Question

A capacitor of capacitance 100 µF is connected to a battery of 20 volts for a long time and then disconnected from it. It is now connected across a long solenoid having 4000 turns per metre. It is found that the potential difference across the capacitor drops to 90% of its maximum value in 2.0 seconds.

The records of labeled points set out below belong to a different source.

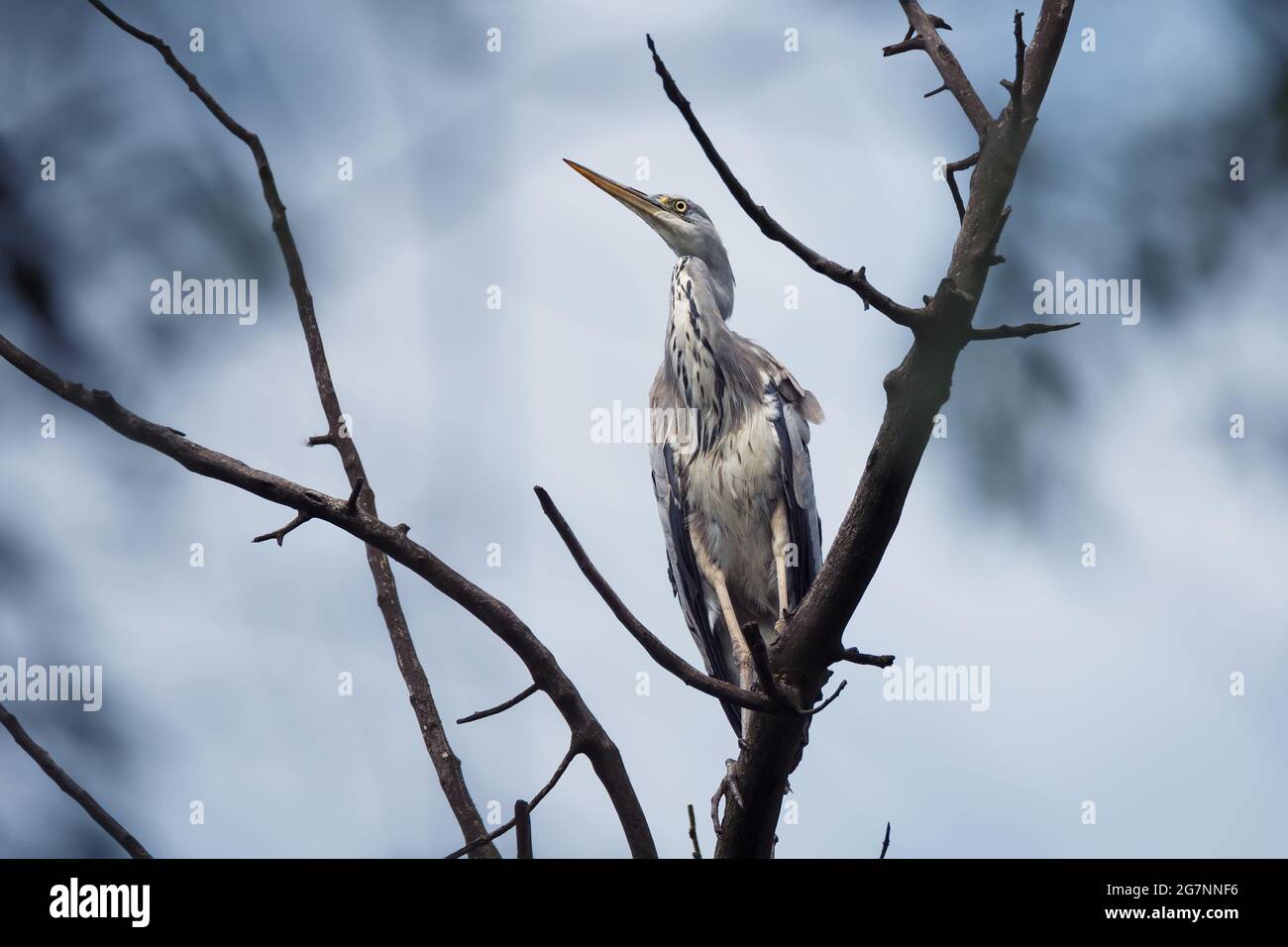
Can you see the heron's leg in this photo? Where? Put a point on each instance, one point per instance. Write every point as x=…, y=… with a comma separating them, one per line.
x=782, y=540
x=741, y=652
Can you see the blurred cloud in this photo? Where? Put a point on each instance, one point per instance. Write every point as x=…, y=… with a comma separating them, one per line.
x=1109, y=684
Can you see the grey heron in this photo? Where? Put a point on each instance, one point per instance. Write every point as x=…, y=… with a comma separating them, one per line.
x=729, y=453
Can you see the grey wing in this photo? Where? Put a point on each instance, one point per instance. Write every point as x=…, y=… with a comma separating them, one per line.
x=683, y=569
x=798, y=482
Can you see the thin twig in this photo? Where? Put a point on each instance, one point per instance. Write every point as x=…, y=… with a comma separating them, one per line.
x=855, y=279
x=824, y=705
x=653, y=644
x=500, y=707
x=71, y=788
x=447, y=767
x=300, y=519
x=949, y=69
x=858, y=657
x=694, y=834
x=493, y=613
x=536, y=800
x=1018, y=84
x=949, y=174
x=1018, y=331
x=522, y=830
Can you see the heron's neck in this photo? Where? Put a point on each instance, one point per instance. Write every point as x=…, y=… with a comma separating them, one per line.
x=721, y=277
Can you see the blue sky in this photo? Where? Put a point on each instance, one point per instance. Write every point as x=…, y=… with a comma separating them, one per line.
x=1109, y=684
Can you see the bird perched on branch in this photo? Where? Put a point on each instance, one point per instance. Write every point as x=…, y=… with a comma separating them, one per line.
x=729, y=451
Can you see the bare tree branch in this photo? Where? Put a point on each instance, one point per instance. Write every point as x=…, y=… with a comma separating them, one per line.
x=588, y=733
x=949, y=175
x=300, y=519
x=563, y=766
x=500, y=707
x=71, y=788
x=1018, y=331
x=668, y=659
x=855, y=656
x=522, y=830
x=447, y=766
x=855, y=279
x=944, y=60
x=914, y=392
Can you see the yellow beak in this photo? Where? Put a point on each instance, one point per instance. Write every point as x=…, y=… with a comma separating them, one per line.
x=635, y=200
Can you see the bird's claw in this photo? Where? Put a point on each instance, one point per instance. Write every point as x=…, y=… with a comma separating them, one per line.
x=728, y=788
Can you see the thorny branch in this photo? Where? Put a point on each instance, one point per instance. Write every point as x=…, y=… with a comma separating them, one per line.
x=588, y=733
x=772, y=701
x=447, y=766
x=914, y=392
x=71, y=788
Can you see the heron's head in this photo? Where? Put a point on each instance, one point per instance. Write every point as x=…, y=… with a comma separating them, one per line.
x=682, y=223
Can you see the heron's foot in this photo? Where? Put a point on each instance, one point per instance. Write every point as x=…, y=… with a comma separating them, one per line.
x=728, y=789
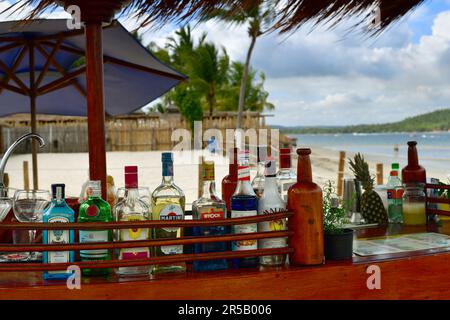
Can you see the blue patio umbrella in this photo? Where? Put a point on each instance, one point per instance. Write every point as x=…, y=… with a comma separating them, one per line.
x=42, y=71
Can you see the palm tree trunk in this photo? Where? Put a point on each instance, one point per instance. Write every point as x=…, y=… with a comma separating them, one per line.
x=244, y=82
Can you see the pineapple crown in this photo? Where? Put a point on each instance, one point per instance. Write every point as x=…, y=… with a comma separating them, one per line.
x=360, y=169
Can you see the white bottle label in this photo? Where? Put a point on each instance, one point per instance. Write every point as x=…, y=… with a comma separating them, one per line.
x=58, y=237
x=244, y=228
x=94, y=236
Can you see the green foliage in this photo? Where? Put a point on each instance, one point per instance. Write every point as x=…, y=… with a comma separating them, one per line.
x=334, y=218
x=434, y=121
x=213, y=80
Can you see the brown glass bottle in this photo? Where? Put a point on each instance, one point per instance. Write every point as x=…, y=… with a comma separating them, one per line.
x=229, y=182
x=305, y=202
x=413, y=172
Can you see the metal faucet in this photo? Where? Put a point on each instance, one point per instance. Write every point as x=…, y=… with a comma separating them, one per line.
x=8, y=153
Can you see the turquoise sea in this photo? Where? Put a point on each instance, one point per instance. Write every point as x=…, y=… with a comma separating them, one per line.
x=434, y=147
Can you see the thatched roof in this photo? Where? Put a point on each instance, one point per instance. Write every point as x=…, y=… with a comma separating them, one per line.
x=290, y=14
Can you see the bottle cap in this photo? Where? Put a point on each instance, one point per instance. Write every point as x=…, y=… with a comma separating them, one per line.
x=58, y=188
x=262, y=153
x=208, y=171
x=131, y=177
x=270, y=167
x=94, y=188
x=167, y=157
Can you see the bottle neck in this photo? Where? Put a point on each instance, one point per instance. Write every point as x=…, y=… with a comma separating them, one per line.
x=304, y=172
x=413, y=159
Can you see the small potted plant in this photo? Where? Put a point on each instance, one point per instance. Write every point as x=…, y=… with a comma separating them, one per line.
x=338, y=240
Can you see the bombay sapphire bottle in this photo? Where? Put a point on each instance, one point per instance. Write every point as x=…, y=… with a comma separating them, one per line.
x=58, y=212
x=209, y=207
x=244, y=203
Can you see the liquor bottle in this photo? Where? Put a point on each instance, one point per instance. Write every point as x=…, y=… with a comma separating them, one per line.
x=305, y=202
x=258, y=180
x=209, y=207
x=271, y=203
x=394, y=195
x=132, y=208
x=285, y=177
x=95, y=209
x=168, y=203
x=58, y=212
x=244, y=203
x=229, y=182
x=413, y=172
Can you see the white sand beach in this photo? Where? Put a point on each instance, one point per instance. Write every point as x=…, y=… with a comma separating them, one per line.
x=72, y=169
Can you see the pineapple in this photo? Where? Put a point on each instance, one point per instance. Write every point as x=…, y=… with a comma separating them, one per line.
x=372, y=208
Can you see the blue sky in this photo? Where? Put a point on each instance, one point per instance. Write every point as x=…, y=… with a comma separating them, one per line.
x=328, y=77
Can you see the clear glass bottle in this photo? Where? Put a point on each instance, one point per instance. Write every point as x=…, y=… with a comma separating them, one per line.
x=168, y=203
x=132, y=208
x=58, y=212
x=95, y=209
x=270, y=203
x=394, y=198
x=286, y=177
x=244, y=203
x=209, y=207
x=414, y=204
x=258, y=180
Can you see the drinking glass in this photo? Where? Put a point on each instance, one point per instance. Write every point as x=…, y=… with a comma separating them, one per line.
x=29, y=206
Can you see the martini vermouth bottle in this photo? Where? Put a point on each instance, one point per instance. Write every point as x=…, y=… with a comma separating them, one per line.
x=168, y=203
x=95, y=209
x=271, y=202
x=258, y=180
x=209, y=207
x=132, y=208
x=244, y=203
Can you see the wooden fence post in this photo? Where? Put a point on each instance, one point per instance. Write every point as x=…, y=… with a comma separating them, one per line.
x=341, y=172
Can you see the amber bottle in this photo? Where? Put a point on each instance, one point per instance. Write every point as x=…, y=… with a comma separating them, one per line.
x=305, y=202
x=229, y=182
x=413, y=172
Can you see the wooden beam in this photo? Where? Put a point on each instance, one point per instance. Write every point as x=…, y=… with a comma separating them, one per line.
x=96, y=108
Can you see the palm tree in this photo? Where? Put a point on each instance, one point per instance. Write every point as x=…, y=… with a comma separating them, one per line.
x=256, y=16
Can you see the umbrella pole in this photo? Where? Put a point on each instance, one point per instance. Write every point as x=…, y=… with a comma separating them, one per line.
x=95, y=106
x=34, y=145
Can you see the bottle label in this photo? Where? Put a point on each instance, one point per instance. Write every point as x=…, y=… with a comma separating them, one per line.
x=170, y=212
x=244, y=228
x=243, y=173
x=94, y=236
x=276, y=225
x=58, y=237
x=211, y=213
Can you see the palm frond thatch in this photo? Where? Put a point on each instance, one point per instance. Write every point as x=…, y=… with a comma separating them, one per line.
x=290, y=14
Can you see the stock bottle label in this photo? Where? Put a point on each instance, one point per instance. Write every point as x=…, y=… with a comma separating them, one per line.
x=244, y=228
x=58, y=237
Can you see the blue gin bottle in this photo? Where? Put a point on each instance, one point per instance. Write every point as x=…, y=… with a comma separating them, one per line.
x=244, y=203
x=209, y=207
x=58, y=212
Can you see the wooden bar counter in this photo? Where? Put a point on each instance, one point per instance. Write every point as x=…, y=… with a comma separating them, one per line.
x=417, y=275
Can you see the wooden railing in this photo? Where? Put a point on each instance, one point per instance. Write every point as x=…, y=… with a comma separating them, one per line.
x=438, y=200
x=114, y=263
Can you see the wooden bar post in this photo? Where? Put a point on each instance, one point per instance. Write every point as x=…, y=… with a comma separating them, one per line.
x=26, y=176
x=341, y=173
x=95, y=106
x=380, y=173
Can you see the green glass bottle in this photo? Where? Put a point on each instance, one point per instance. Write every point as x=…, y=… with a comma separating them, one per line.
x=95, y=209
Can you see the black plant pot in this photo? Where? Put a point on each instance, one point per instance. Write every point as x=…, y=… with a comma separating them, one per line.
x=339, y=246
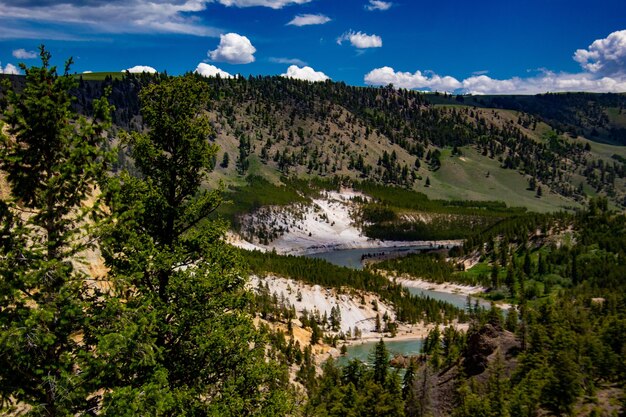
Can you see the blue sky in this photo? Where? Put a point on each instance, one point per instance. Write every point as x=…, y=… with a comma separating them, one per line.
x=481, y=46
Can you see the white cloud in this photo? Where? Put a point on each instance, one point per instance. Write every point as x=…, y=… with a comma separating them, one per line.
x=112, y=16
x=207, y=70
x=378, y=5
x=274, y=4
x=140, y=69
x=361, y=40
x=482, y=84
x=24, y=54
x=290, y=61
x=9, y=69
x=234, y=49
x=605, y=56
x=305, y=73
x=309, y=19
x=387, y=75
x=604, y=65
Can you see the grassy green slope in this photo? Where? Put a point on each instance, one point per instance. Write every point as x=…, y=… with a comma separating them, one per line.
x=465, y=178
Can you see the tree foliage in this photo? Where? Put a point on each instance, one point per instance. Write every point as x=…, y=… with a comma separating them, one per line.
x=52, y=159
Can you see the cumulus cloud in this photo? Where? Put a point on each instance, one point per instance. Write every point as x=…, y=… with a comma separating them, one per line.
x=361, y=40
x=139, y=69
x=305, y=73
x=604, y=65
x=9, y=69
x=24, y=54
x=110, y=16
x=274, y=4
x=290, y=61
x=207, y=70
x=387, y=75
x=605, y=56
x=234, y=49
x=309, y=19
x=482, y=84
x=378, y=5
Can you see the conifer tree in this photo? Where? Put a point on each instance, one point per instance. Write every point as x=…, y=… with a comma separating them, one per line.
x=52, y=160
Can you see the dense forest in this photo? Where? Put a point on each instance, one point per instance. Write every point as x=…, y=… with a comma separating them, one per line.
x=119, y=294
x=561, y=352
x=394, y=136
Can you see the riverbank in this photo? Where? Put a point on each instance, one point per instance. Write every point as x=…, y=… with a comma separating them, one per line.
x=445, y=287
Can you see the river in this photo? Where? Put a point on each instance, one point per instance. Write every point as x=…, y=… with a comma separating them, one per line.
x=352, y=258
x=363, y=351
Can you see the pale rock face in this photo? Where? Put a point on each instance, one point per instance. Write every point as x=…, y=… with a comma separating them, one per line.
x=303, y=296
x=327, y=224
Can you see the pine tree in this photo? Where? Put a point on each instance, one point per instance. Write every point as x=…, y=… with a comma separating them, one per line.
x=53, y=160
x=380, y=359
x=182, y=340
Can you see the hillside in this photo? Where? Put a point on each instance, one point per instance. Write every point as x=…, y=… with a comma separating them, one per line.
x=449, y=147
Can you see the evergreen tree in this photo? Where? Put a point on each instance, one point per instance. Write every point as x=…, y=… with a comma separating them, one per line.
x=53, y=160
x=380, y=359
x=180, y=342
x=226, y=160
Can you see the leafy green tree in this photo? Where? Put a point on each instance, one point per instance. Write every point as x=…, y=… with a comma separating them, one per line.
x=225, y=160
x=177, y=339
x=52, y=159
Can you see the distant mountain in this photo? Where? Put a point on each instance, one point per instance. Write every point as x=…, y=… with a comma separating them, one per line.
x=544, y=152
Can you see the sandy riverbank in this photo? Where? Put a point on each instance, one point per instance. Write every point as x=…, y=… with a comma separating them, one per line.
x=446, y=287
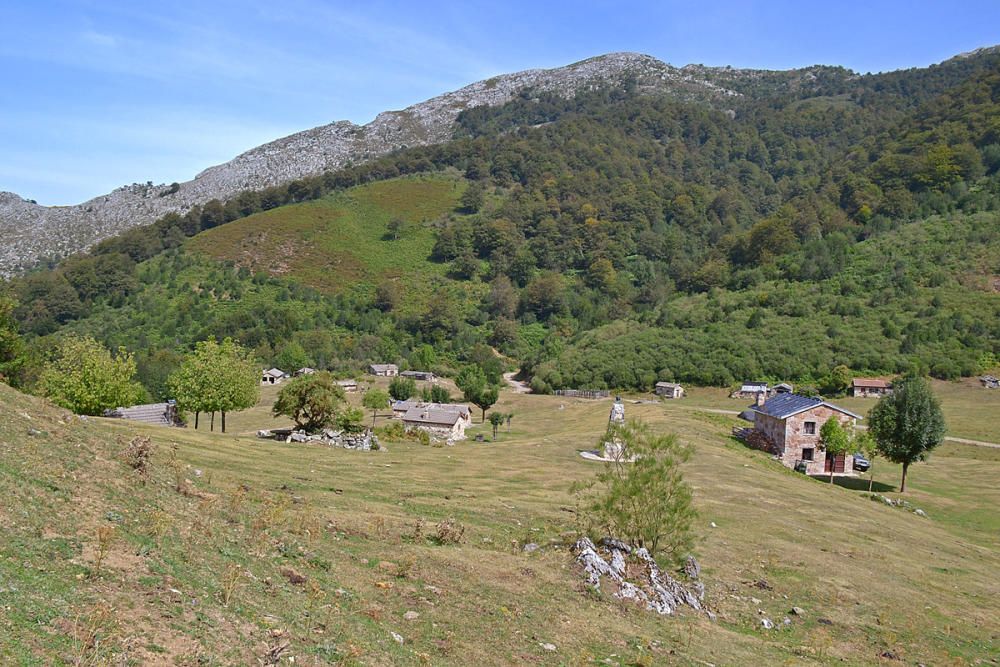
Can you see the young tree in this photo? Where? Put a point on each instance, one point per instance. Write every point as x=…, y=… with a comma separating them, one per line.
x=907, y=424
x=865, y=443
x=402, y=388
x=237, y=377
x=85, y=378
x=12, y=351
x=641, y=497
x=311, y=401
x=472, y=381
x=835, y=440
x=216, y=377
x=375, y=400
x=435, y=393
x=496, y=419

Estimate the average magnetic field produced at the centre of the solenoid during this period. 

Answer 1

Given:
Capacitance, C = 100 microfarad
Voltage, V = 20 V
Charge stored in the capacitor, Q = CV 

\[= 100 \times {10}^{- 6} \times 20\]
\[ = 2 \times {10}^{- 3} C\]

It is given that the potential difference across the capacitor drops to 90% of its maximum value.
Thus,

\[V' = \frac{90}{100} \times 20 = 18 V\]
\[\text{ New charge, }Q' = CV' = 1 . 8 \times {10}^{- 3} C\]
\[\text{ Now, }\]
\[\text{ Current, i }= \frac{Q - Q'}{t}\]
\[ \Rightarrow i = \frac{(2 - 1 . 8) \times {10}^{- 3}}{2} = \frac{2 \times {10}^{- 4}}{2}\]
\[ \Rightarrow i = 1 \times {10}^{- 4} A\]

No. of turns per metre, n = 4000
Thus, the average magnetic field at the centre of the solenoid is given by

\[B = \mu_0 ni\]
\[ = 4\pi \times {10}^{- 7} \times 4000 \times {10}^{- 4} \]
\[ = 16\pi \times {10}^{- 8} \]T